Meet Our Teachers:
Amy Herzog, Courtney Kelley and Catherine Lowe
Want to Register? Questions? Please contact Lori Horak at lorih@sohopub.com or 212 937 2554
Amy Herzog
Amy Herzog loves helping knitters create garments they love to wear. She’s the creator of the CustomFit pattern generator and the author of Knit to Flatter, Knit Wear Love, and You Can Knit That (all published with Abrams). She teaches across the country and on Craftsy.com, and her designs have been published in Rowan, Interweave Knits, and more. She lives in Connecticut with her husband, two boys, two cats, and the button stash she collects instead of yarn.

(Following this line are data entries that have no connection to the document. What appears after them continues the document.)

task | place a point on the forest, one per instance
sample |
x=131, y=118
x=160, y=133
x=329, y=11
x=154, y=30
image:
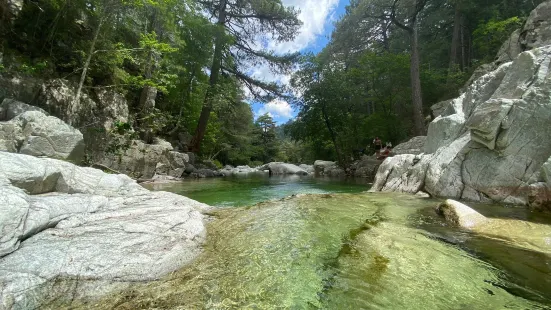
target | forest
x=386, y=64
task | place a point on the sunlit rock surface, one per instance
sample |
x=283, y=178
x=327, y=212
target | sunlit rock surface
x=490, y=144
x=70, y=232
x=378, y=251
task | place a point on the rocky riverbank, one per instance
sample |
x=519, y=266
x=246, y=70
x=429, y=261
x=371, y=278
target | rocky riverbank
x=71, y=232
x=492, y=142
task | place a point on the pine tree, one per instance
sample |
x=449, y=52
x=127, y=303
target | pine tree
x=240, y=25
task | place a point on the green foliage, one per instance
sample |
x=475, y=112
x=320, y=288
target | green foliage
x=489, y=36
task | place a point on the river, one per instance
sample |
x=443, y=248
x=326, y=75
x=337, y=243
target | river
x=335, y=246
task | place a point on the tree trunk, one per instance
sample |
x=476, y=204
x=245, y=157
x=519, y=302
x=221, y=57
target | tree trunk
x=417, y=99
x=214, y=76
x=76, y=100
x=331, y=133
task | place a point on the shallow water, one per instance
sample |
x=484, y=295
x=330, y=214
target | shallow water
x=250, y=189
x=348, y=251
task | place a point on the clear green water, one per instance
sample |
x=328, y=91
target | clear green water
x=247, y=190
x=345, y=251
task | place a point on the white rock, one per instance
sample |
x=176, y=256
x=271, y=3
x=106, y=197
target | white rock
x=460, y=214
x=88, y=225
x=278, y=168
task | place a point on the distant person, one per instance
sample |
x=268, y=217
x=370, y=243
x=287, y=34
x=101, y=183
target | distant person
x=378, y=144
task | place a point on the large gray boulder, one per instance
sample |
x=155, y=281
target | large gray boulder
x=87, y=234
x=307, y=168
x=414, y=146
x=365, y=168
x=328, y=169
x=35, y=133
x=495, y=146
x=229, y=170
x=278, y=168
x=10, y=108
x=535, y=33
x=99, y=109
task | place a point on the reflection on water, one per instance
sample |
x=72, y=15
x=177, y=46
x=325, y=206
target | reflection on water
x=346, y=251
x=246, y=190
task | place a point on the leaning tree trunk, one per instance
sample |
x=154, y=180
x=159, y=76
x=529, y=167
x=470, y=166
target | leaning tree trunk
x=76, y=101
x=416, y=96
x=332, y=134
x=455, y=59
x=214, y=76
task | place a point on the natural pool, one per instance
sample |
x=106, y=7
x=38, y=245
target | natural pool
x=249, y=189
x=347, y=250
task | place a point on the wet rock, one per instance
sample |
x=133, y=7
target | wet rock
x=104, y=229
x=402, y=173
x=9, y=109
x=328, y=169
x=414, y=146
x=422, y=194
x=494, y=147
x=278, y=168
x=229, y=170
x=366, y=168
x=460, y=214
x=307, y=168
x=35, y=133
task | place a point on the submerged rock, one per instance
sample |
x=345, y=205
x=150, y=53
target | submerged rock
x=460, y=214
x=143, y=161
x=229, y=170
x=308, y=168
x=70, y=232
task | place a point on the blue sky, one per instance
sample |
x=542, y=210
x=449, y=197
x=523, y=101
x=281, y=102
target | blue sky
x=317, y=17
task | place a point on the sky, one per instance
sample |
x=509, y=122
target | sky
x=317, y=17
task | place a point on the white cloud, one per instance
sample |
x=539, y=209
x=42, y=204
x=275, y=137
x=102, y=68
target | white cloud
x=314, y=14
x=277, y=109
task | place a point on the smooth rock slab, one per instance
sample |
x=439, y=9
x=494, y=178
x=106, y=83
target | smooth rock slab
x=69, y=232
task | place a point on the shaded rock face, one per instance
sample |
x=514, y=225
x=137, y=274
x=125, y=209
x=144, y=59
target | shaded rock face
x=279, y=168
x=10, y=108
x=57, y=97
x=496, y=144
x=143, y=161
x=365, y=168
x=414, y=146
x=536, y=31
x=460, y=214
x=67, y=232
x=28, y=130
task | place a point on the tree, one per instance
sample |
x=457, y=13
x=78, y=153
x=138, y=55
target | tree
x=239, y=24
x=409, y=22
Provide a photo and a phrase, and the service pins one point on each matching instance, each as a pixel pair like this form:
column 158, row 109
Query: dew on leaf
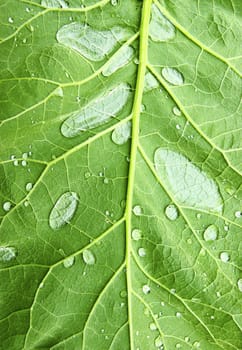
column 7, row 254
column 88, row 257
column 211, row 233
column 136, row 234
column 137, row 210
column 7, row 206
column 69, row 262
column 171, row 212
column 91, row 43
column 160, row 29
column 97, row 112
column 121, row 133
column 224, row 257
column 173, row 76
column 63, row 210
column 146, row 289
column 118, row 60
column 141, row 252
column 189, row 185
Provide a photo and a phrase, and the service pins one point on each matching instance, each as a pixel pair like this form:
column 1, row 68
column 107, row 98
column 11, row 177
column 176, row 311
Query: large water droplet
column 63, row 210
column 173, row 76
column 54, row 3
column 119, row 60
column 88, row 257
column 189, row 185
column 69, row 262
column 91, row 43
column 136, row 234
column 7, row 253
column 121, row 133
column 224, row 257
column 150, row 82
column 7, row 206
column 160, row 29
column 211, row 233
column 97, row 112
column 171, row 212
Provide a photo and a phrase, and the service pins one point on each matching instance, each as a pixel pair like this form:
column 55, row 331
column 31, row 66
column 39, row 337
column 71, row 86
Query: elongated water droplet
column 97, row 112
column 150, row 82
column 211, row 233
column 88, row 257
column 121, row 133
column 189, row 185
column 63, row 210
column 119, row 60
column 224, row 257
column 160, row 29
column 69, row 262
column 173, row 76
column 7, row 254
column 171, row 212
column 136, row 234
column 137, row 210
column 54, row 3
column 91, row 43
column 7, row 206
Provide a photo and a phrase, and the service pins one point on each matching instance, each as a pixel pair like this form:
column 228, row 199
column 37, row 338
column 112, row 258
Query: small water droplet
column 171, row 212
column 136, row 234
column 29, row 186
column 7, row 206
column 141, row 252
column 211, row 233
column 88, row 257
column 7, row 254
column 69, row 262
column 153, row 326
column 63, row 210
column 137, row 210
column 224, row 257
column 146, row 289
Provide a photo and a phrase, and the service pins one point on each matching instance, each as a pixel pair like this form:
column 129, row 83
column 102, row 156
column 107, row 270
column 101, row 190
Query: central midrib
column 143, row 55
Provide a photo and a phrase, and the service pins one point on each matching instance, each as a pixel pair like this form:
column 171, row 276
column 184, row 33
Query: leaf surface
column 120, row 129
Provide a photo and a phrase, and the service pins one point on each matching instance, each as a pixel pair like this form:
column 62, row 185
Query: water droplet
column 118, row 60
column 7, row 254
column 99, row 111
column 171, row 212
column 211, row 233
column 93, row 44
column 173, row 76
column 137, row 210
column 69, row 262
column 158, row 341
column 29, row 186
column 54, row 3
column 136, row 234
column 146, row 289
column 189, row 185
column 153, row 326
column 7, row 206
column 150, row 82
column 63, row 210
column 238, row 214
column 224, row 257
column 121, row 133
column 88, row 257
column 160, row 29
column 239, row 283
column 141, row 252
column 176, row 111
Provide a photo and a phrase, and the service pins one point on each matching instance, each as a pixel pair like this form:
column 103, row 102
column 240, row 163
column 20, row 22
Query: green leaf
column 120, row 129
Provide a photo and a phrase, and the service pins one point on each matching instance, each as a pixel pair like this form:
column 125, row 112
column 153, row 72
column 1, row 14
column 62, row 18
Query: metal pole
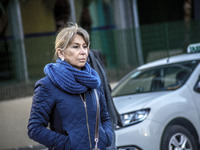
column 137, row 33
column 73, row 13
column 18, row 34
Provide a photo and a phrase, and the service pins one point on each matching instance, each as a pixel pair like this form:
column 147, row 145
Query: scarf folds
column 70, row 79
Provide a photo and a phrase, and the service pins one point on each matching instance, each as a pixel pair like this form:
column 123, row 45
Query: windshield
column 163, row 78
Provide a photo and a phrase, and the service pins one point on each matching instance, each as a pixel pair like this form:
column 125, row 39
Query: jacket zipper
column 86, row 113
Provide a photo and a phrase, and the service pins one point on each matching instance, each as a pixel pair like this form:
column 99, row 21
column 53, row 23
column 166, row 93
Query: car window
column 163, row 78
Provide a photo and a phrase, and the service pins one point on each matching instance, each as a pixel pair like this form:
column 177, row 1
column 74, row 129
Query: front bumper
column 145, row 135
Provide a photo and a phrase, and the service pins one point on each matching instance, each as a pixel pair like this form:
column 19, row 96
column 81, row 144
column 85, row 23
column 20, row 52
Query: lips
column 82, row 59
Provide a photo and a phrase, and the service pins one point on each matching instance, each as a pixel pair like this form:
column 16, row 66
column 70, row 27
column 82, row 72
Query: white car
column 159, row 105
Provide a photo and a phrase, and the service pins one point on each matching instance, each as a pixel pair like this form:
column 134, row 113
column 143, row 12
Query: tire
column 177, row 137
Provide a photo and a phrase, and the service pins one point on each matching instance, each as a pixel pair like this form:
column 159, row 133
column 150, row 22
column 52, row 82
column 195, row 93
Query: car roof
column 171, row 60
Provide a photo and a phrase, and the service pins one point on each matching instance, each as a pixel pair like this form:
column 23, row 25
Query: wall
column 14, row 116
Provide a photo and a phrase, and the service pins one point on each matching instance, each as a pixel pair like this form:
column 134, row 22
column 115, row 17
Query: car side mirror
column 197, row 86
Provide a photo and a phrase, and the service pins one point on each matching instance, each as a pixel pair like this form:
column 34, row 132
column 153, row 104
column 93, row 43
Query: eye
column 85, row 46
column 75, row 46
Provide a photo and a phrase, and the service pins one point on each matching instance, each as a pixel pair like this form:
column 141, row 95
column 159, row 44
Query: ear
column 60, row 54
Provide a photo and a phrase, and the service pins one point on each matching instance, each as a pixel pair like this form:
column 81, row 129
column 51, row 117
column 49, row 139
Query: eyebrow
column 79, row 44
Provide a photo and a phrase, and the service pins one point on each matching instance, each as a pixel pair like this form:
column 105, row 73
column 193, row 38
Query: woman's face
column 76, row 53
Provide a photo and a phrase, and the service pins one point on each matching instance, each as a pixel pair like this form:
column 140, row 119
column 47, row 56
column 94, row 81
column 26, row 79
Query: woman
column 65, row 98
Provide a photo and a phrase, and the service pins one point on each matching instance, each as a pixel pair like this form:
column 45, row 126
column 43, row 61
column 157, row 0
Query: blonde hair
column 66, row 35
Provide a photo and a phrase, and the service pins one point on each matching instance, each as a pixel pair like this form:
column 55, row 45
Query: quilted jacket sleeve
column 105, row 119
column 42, row 105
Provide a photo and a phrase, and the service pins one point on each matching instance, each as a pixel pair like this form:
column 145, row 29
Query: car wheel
column 177, row 137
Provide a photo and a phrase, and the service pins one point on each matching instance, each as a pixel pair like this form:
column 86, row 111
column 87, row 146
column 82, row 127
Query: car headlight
column 134, row 117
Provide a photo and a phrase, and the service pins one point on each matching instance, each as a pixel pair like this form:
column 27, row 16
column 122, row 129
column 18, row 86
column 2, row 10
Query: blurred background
column 129, row 33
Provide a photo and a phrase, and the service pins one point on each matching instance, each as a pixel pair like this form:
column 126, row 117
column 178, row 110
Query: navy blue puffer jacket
column 72, row 126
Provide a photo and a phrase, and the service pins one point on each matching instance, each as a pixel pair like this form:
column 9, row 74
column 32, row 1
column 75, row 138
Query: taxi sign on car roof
column 193, row 48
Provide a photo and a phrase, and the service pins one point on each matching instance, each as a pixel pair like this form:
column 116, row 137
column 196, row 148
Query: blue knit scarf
column 70, row 79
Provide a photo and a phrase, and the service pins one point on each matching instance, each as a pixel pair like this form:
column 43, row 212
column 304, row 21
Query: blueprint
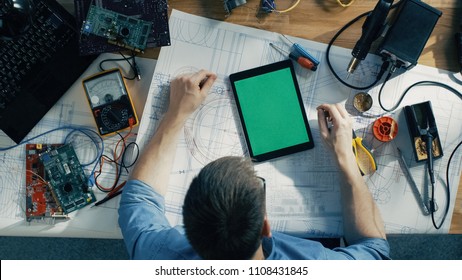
column 71, row 110
column 302, row 189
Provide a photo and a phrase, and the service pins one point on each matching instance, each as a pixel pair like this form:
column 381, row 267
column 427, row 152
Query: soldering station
column 399, row 33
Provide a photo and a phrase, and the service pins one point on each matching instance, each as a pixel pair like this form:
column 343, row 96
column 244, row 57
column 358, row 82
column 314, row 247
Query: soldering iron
column 370, row 32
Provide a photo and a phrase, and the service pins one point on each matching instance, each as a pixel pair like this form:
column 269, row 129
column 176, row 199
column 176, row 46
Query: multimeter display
column 110, row 101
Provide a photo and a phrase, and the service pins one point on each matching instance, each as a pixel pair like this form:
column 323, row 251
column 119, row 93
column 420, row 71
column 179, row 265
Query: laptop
column 38, row 67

Find out more at www.amyherzogdesigns.com.
Courtney Kelley
Courtney Kelley is the co-owner of Kelbourne Woolens, a yarn company with a focus on high quality, natural fiber yarns for the dedicated crafter. She graduated from The School of the Art Institute of Chicago in 2001 with a focus in Fiber and Material Studies and immediately began working in a knitting shop while attempting to become an artist. She stayed in the knitting world after a brief foray into the world of fine art, and founded Kelbourne Woolens along with her business partner, Kate Gagnon Osborn, in 2008. A designer at heart, she loves knitting and designing lace as well as making as many sweaters as possible. Courtney lives in Philadelphia with her partner and three children.
Catherine Lowe
Catherine Lowe is known for her original and unique construction techniques and her pairing of luxury fiber with elegant design. She has developed an approach to hand-knitting that rethinks the traditional technical and design vocabularies of the hand-knitter and translates the distinctive elements of haute couture dressmaking into refined techniques. Her designs have appeared in Vogue Knitting, Interweave Knits, and knit.wear. Her articles on couture knitting technique have been featured in Vogue Knitting; she has been profiled in Interweave Knits, Knitting Lessons by Lela Nargi, KnitKnit: Profiles + Projects from Knitting’s New Wave by Sabrina Gschwandtner, and in knit.wear. For more information, visit catherine-lowe.com and knittingwithcompany.com.
Carol MacDonald
Artist and printmaker Carol MacDonald will present her work and talk about her ideas around translating knit into print. She creates an evocative visual vocabulary printing from actual fabric that she knits and from plates that she develops. This is a peak into her journey as she makes visible what we all know and intuit about the power of knitting.
Our Classes
Amy's Classes
Amy Herzog: Make Yourself a Custom (and Awesome) Raglan (NEW!) (Full Day)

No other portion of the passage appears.